İstanbul Komedi Festivali önceki akşam Demet Akbağ’ın söyleşisiyle başladı. Demet Akbağ bizi, Cem Davran moderatörlüğünde kariyerini anlatan bir tura çıkardı.
Aslında anlattığı bizim hayatlarımızdı.
Önce tek kanallı günlerden iki kanallı hayata geçerken yaşadıklarımız ama en çok da ‘Bir Demet Tiyatro’ ile başlayan gençlik dönemlerimiz, sonrasında ise neredeyse hayatımın tüm farklı dönemlerini bana hatırlatan bir başka BKM işi.
Bütün bu işlerde de Demet Akbağ’ın katkısı yadsınamaz.
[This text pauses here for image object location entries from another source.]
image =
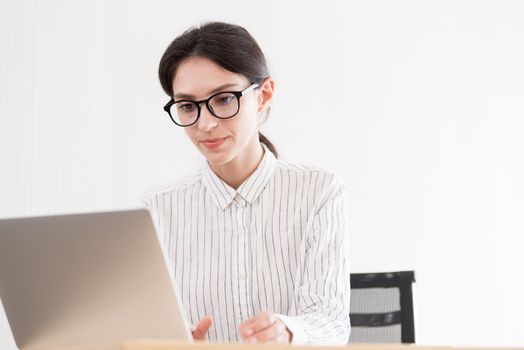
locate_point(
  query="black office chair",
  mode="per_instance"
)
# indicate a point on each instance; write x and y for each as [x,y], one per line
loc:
[381,308]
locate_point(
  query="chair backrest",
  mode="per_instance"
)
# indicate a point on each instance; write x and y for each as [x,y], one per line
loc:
[382,307]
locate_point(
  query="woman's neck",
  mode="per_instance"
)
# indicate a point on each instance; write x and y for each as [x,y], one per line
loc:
[235,172]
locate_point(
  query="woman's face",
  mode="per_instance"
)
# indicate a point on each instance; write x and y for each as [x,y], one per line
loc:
[198,78]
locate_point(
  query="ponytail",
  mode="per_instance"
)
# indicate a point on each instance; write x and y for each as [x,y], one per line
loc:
[268,144]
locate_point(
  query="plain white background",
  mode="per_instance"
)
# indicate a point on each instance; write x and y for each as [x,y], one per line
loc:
[417,105]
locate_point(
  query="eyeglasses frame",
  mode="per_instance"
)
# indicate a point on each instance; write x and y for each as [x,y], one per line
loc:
[237,94]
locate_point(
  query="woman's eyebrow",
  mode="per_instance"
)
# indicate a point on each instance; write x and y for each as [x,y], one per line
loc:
[221,87]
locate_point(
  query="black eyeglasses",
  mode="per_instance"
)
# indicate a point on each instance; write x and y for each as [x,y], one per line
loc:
[223,105]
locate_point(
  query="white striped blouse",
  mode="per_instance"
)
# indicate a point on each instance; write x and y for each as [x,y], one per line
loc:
[278,243]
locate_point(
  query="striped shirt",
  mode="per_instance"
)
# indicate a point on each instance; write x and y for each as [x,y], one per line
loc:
[277,243]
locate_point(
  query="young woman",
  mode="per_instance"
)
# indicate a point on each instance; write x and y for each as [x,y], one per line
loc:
[259,245]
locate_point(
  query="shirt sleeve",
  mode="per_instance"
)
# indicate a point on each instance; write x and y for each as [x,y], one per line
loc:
[324,292]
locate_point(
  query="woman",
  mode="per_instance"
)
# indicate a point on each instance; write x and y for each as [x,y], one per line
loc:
[258,245]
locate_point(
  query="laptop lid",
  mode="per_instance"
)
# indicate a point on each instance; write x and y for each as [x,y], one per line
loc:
[84,278]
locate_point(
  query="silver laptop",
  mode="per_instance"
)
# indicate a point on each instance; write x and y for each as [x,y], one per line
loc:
[87,278]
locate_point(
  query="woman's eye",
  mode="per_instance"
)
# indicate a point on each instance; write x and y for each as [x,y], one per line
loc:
[225,100]
[186,107]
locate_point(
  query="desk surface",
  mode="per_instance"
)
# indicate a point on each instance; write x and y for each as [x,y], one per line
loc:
[148,344]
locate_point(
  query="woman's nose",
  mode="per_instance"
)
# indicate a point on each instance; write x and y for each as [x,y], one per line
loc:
[207,121]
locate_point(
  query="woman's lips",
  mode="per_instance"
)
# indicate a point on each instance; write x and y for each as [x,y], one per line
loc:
[213,143]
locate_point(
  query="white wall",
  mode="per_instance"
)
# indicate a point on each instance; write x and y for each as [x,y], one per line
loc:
[418,105]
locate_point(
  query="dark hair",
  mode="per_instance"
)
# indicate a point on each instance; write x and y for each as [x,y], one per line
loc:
[228,45]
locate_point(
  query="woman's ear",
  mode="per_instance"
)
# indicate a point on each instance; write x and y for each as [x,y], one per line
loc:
[265,96]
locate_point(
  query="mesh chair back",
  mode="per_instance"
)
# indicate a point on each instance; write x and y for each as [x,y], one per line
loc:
[381,308]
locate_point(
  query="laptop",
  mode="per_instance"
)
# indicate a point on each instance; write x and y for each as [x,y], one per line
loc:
[87,278]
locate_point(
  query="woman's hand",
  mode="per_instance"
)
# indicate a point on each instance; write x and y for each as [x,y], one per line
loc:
[265,327]
[200,331]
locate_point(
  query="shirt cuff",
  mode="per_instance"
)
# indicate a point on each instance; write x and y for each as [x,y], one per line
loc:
[295,327]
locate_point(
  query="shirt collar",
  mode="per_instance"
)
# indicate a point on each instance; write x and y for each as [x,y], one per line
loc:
[249,190]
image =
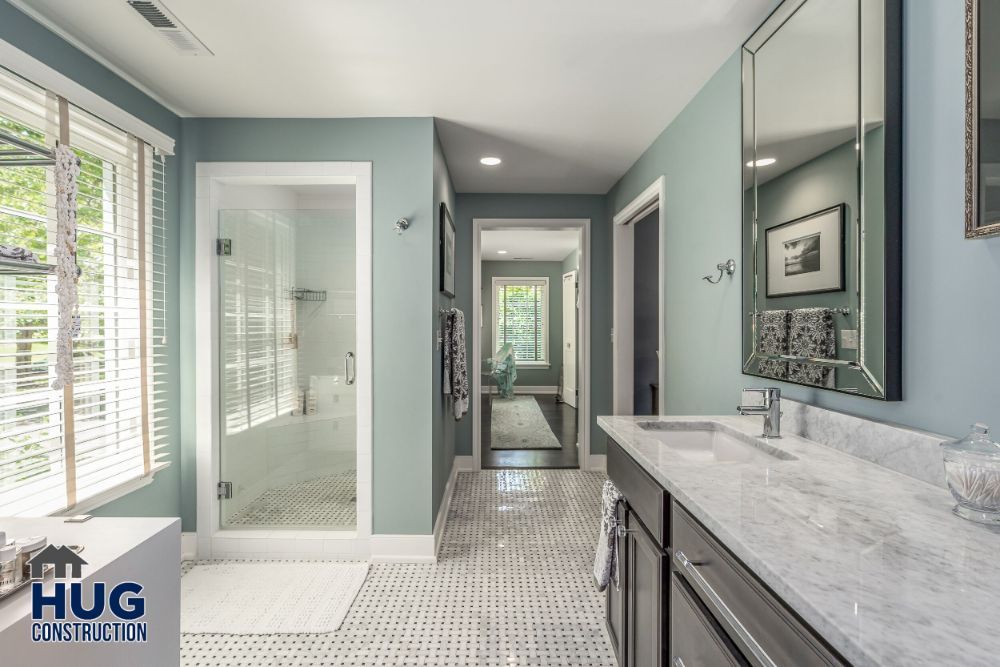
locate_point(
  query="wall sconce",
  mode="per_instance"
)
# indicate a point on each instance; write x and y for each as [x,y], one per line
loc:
[727,267]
Tabii ki Yılmaz Erdoğan’ın dehası ve çok büyük kalabalıklarda karşılık bulan komedi yeteneğinin de büyük payı var bu işlerin başarısında ama bu bir takım işiyse, Demet Akbağ bu takımın iki as oyuncusundan biri.
Benim açımdan bu biraz da buruk bir karşılaşmaydı. Demet Akbağ’ın sahneye ilk çıktığı an yaşadığı ve gözlerinde gördüğümüz özlem duygusu tatsızdı. Tam 12 yıl sonra ilk kez çıkmış BKM’nin tiyatro sahnesine. Ve o ne kadar özlem doluysa seyirci de o kadar özlemişti Akbağ’ı…
Yılmaz Erdoğan metinleriyle hayat bulmasına alıştığımız tiyatro oyunculuğu, Yılmaz sinema sevdasına yönelince öksüz kalmıştı.
Bilemiyorum hâlâ bir oluru var mı ama ikisini yeniden bir Yılmaz Erdoğan oyununda görmeyi çok isterim. Tabi ki son on iki yılda benim de kendi adıma tiyatro zevkim çok değişti. Ama o çok sevdiğim dille yeniden doksanlı yıllara dönme fikri çok iyi geliyor.
Yine de Demet Akbağ’ın tiyatro ve sinema kariyerine ilk elden tanık olduğum için kendimi çok şanslı hissediyorum. İyi ki varlar ve iyi ki bize hayatımızın o en güzel günlerinde gülümseterek eşlik etmişler. Umarım son bir kez daha bize bu keyfi yaşatırlar.